Par exemple, dans tout projet d’amélioration mené par l’entreprise, si je détectais dans le processus de travail, en tant que communicatrice, un possible préjudice pour le partenaire interne ou les clients, j’étais légitimée d’interpeller le gestionnaire de projet. J’ai trouvé cela assez particulier, très motivant aussi. C’est ce qui m’a poussée à faire une thèse. Ce travail m’a permis d’identifier que la relation de la communication interne à la direction est très déterminante. Cette relation est clairement un vecteur de légitimation pour la communication interne. Je l’ai expérimenté personnellement.

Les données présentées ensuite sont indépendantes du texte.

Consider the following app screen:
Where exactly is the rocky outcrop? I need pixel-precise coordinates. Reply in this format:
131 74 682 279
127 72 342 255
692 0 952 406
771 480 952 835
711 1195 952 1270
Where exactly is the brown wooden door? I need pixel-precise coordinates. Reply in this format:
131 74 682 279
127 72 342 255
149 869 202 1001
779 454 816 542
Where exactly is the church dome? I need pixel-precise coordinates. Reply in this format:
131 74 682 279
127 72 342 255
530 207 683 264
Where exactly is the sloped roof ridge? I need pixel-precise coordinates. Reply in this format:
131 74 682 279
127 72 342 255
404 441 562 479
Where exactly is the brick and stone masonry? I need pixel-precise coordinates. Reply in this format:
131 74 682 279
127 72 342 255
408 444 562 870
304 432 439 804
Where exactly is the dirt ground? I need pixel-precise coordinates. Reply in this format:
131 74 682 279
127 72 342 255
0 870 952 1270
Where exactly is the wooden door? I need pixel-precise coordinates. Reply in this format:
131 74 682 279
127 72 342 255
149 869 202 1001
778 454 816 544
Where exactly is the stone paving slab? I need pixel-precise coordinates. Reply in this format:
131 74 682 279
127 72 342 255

Si la haute direction ne croit pas en la communication interne ou n’y connaît rien, on doit lutter en permanence pour développer nos idées et nos projets. Si la communication interne est portée par la haute direction, on a beaucoup plus de facilité à se mêler de ce qui ne nous regarde pas a priori !

Demain, la communication interne

Mais rien n’est écrit pour demain. Par exemple, notre président actuel croit en la communication. Il est lui-même un grand communicateur, il est très charismatique. Mais tout président est élu sur un mandat, pour une durée. Or, des élections approchent. Un nouveau va être élu. Quelle va être sa perception de la communication interne ? Comment va-t-il vouloir travailler avec nous ? Un retournement est toujours possible, qui peut se traduire par des coupures de budget ou de postes. Est-ce que demain on pourra développer nos projets et la communication interne ? Quel sera notre leadership ? Ce leadership-là est très arrimé à la légitimité qu’on obtient de la haute direction. Ce constat nous fait réfléchir mes collègues et moi, sur la manière dont on traite nos propres affaires en communication. Le fait de faire de la mesure n’est pas étranger à notre volonté de montrer l’impact de la communication interne sur l’organisation. Si on est capable de montrer notre valeur ajoutée, on vient légitimer notre présence et notre action.

Quoi qu’il en soit, je suis aujourd’hui sur un type de poste qui me convient parfaitement. Je suis dans une posture de réflexion, de projection. Mais je ne sais pas pendant combien de temps encore ce sera possible de le faire. Je ne suis pas inquiète pourtant car je ne pense pas que cela va changer du jour au lendemain, même avec l’arrivée d’un nouveau président.

En revanche, la communication interne va changer. Et, à mon avis, l’évaluation, la mesure, la donnée sont les éléments clefs de demain. Je pense que, dans peu de temps, le travail en communication interne sera bien différent. L’IA et les données en sont les principales responsables. Est-ce que cela pousse à une réduction des postes en communication interne ? Ce n’est pas impossible. Pourtant, je ne suis pas dans une organisation qui coupe rapidement dans les effectifs, ce ne serait qu’en cas d’extrême nécessité. En tout cas, je pense que les prochaines embauches vont mettre l’accent sur la capacité d’analyse chiffrée bien plus que sur l’habilité numérique ou les capacités opérationnelles. La clef va être la capacité à agir avec l’IA, à lire les données, à les interpréter, à en faire une analyse pour faire évoluer les pratiques. Ce que j’anticipe, c’est une évolution de la conception du travail, une transformation des postes et, bien sûr, des compétences des communicateurs.